Je vous l’avais bien dit, à vous les sceptiques qui vous gavez de télévision à sensation : vous pensiez que le pays était au bord de la crise anarchique, que la révolution allait éclater et que nous allions tous périr, exécutés pour motif de traîtrise à la cause. Mais voilà : comme il n’y a pas vraiment de cause, le feu, pourtant bien chaud, brûle rapidement toute sa paille et la fumée se dissipe sous le vent de l’espoir.
L’espoir n’est pas devenu noir. Pas cette fois. Les promesses présidentielles, providentielles, pourrait-on presque dire, ont eu raison du goût de bile que la faim avait laissé dans ces estomacs errants. La grogne s’est tue, du moins pour un temps, et le peuple se reprend d’espérer que les choses iront mieux demain. Mais la lucidité de certains fait mal à entendre : «En quelques jours, raconte ce mécanicien, le pays a reculé de plusieurs années.» La sauvage destruction des propriétés, le saccage des commerces, les voitures incendiées et le pillage font honte aux gens de ce pays. Pas une seule fois n’ai-je entendu quelqu’un me dire que la violence était nécessaire. Qu’elle avait porté fruit. Bien que sympathisant à la cause d’un peuple qui a faim, j’ai été surpris de ne pas trouver d’écho à ma sympathie, de recevoir des hochements de tête pleins d’amertume et de fatalisme. «Rien ne changera jamais ici», me disait encore quelqu’un. J’avoue que ça ressemble étrangement à du désespoir…
Mais enfin, l’accalmie donne à tout le monde une chance de reprendre son souffle. On sort maintenant, et la vie citadine ressemble à peu près à ce qu’elle était il y a quinze jours. Aujourd’hui, pour la première fois, les enfants sont retournés à l’école. Les banques, toujours prudentes, ont timidement ouvert leurs portes hier et j’en connais qui ont poussé des soupirs de soulagement. Les commerces marchent à nouveau et les gens respirent. Bref, la vie reprend, normale ou à peu près, car on ne sait jamais : il suffit de si peu pour que ce semblant de stabilité s’écroule comme le viaduc de la Concorde. Mais puisqu’on ne peut avoir mieux, aussi bien se contenter de ce radeau de la Méduse, puisqu’il suffit à nous maintenir à flot.
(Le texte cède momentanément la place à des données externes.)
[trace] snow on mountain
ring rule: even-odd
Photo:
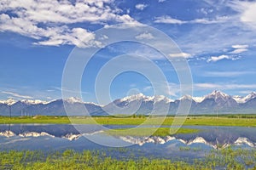
[[[35,99],[35,100],[32,100],[32,99],[21,99],[20,101],[21,101],[21,103],[24,103],[24,104],[26,104],[26,105],[38,105],[38,104],[47,104],[47,103],[49,103],[48,101],[43,101],[43,100],[40,100],[40,99]]]
[[[74,103],[84,104],[84,103],[80,98],[78,98],[78,97],[70,97],[70,98],[65,99],[63,101],[66,101],[70,104],[74,104]]]
[[[152,97],[148,97],[148,96],[145,96],[143,94],[134,94],[134,95],[131,95],[131,96],[127,96],[125,97],[123,99],[120,99],[120,102],[124,102],[124,101],[128,101],[128,102],[131,102],[131,101],[135,101],[135,100],[153,100],[154,98]]]
[[[247,101],[249,101],[251,99],[253,99],[255,98],[256,98],[256,93],[255,92],[252,92],[251,94],[249,94],[248,95],[247,95],[245,97],[241,97],[241,96],[239,96],[239,95],[233,96],[233,99],[235,99],[239,104],[247,103]]]
[[[237,103],[239,104],[242,104],[244,103],[245,101],[243,100],[244,97],[242,96],[239,96],[239,95],[235,95],[232,97],[233,99],[235,99]]]
[[[190,95],[184,95],[184,96],[181,97],[180,99],[178,99],[178,100],[184,100],[184,99],[192,100],[193,98]]]
[[[249,94],[248,95],[247,95],[246,97],[243,98],[244,103],[247,102],[251,99],[253,99],[256,98],[256,93],[255,92],[252,92],[251,94]]]
[[[17,101],[15,101],[15,99],[9,99],[7,100],[0,100],[0,103],[1,104],[5,104],[5,105],[14,105],[15,103],[16,103]]]
[[[172,99],[170,99],[169,98],[166,98],[166,97],[164,96],[164,95],[157,95],[157,96],[151,97],[151,98],[154,98],[154,103],[156,103],[156,102],[160,102],[160,101],[164,101],[164,102],[166,102],[166,103],[171,103],[171,102],[173,102]]]
[[[210,94],[208,95],[206,95],[204,97],[204,99],[214,99],[214,100],[217,100],[218,99],[222,99],[224,100],[227,100],[229,99],[230,99],[231,96],[223,93],[223,92],[220,92],[220,91],[218,91],[218,90],[214,90],[213,92],[212,92]]]
[[[155,96],[146,96],[143,94],[137,94],[131,96],[127,96],[119,99],[120,102],[132,102],[143,100],[144,102],[153,101],[154,103],[164,101],[165,103],[170,103],[173,100],[166,98],[164,95],[155,95]]]
[[[195,101],[195,102],[197,102],[197,103],[201,103],[201,102],[202,102],[202,100],[204,100],[204,97],[192,97],[192,99]]]

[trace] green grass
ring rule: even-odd
[[[123,156],[123,150],[114,150]],[[190,151],[184,149],[183,151]],[[24,150],[9,152],[0,151],[0,169],[40,170],[40,169],[255,169],[256,150],[212,150],[204,159],[188,162],[182,157],[178,161],[146,157],[118,156],[113,158],[103,151],[84,150],[76,152],[67,150],[63,152],[45,154],[40,150]]]
[[[172,116],[167,116],[162,125],[172,125]],[[148,125],[157,125],[162,121],[162,117],[113,117],[100,116],[93,117],[93,120],[86,116],[38,116],[33,117],[11,117],[0,116],[0,124],[8,123],[54,123],[54,124],[108,124],[108,125],[140,125],[145,121],[148,121]],[[230,117],[212,117],[212,116],[189,116],[183,125],[207,125],[207,126],[242,126],[256,127],[256,118],[230,118]]]
[[[197,133],[199,129],[191,128],[121,128],[105,131],[107,134],[115,136],[168,136],[172,133]]]

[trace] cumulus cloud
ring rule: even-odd
[[[196,89],[238,89],[238,88],[253,89],[256,88],[256,84],[195,83],[194,87],[196,88]]]
[[[146,4],[139,3],[139,4],[137,4],[135,6],[135,8],[139,10],[143,10],[148,5],[146,5]]]
[[[189,58],[191,57],[190,54],[187,53],[178,53],[178,54],[170,54],[170,57],[184,57],[184,58]]]
[[[171,16],[164,15],[160,17],[156,17],[154,22],[155,23],[163,23],[163,24],[216,24],[216,23],[223,23],[229,20],[228,17],[216,17],[216,19],[195,19],[193,20],[181,20],[177,19],[173,19]]]
[[[112,0],[69,1],[23,0],[2,1],[0,31],[12,31],[34,38],[35,44],[73,44],[81,47],[98,46],[90,31],[70,26],[70,24],[88,22],[106,25],[130,23],[135,20],[113,7]]]
[[[210,59],[207,60],[207,62],[217,62],[222,60],[237,60],[239,57],[235,56],[229,56],[229,55],[219,55],[219,56],[212,56]]]
[[[173,19],[168,15],[156,17],[154,22],[155,23],[164,23],[164,24],[184,24],[184,23],[186,23],[186,21]]]
[[[23,98],[23,99],[33,99],[31,96],[27,96],[27,95],[21,95],[16,93],[13,93],[13,92],[6,92],[6,91],[2,91],[2,94],[10,94],[13,97],[16,97],[16,98]]]
[[[141,40],[141,39],[153,39],[154,37],[149,32],[143,32],[140,35],[137,35],[135,37],[136,39]]]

Stabilité, donc, mais éphémère; capable de durer deux jours ou deux ans avant que le chaos reprenne ses droits. Tout est cyclique ici, depuis la saison des ouragans jusqu’aux émeutes, et si la première revient avec une régularité de pendule (mais une intensité variable, heureusement), on se prend à souhaiter que les secondes se fassent plus espacées… genre comète Halley, par exemple (prochain passage prévu pour 2061, soit dit en passant)…
Tout ça pour vous dire que je tourne, avec cette page, le chapitre des effets néfastes et pernicieux d’un peuple émotif et vous reviendrai sans doute avec des propos plus légers, moins amers, plus ensoleillés, moins chauds, plus gras, moins gris, bref, plus agréables. Car qui a envie d’entendre parler de la misère des autres? Dommage que de ne pas en parler ne la fasse pas disparaître…!
Quel beau texte! Vraiment une écriture de journaliste célèbre. Qu'attends-tu pour devenir « freelance » ??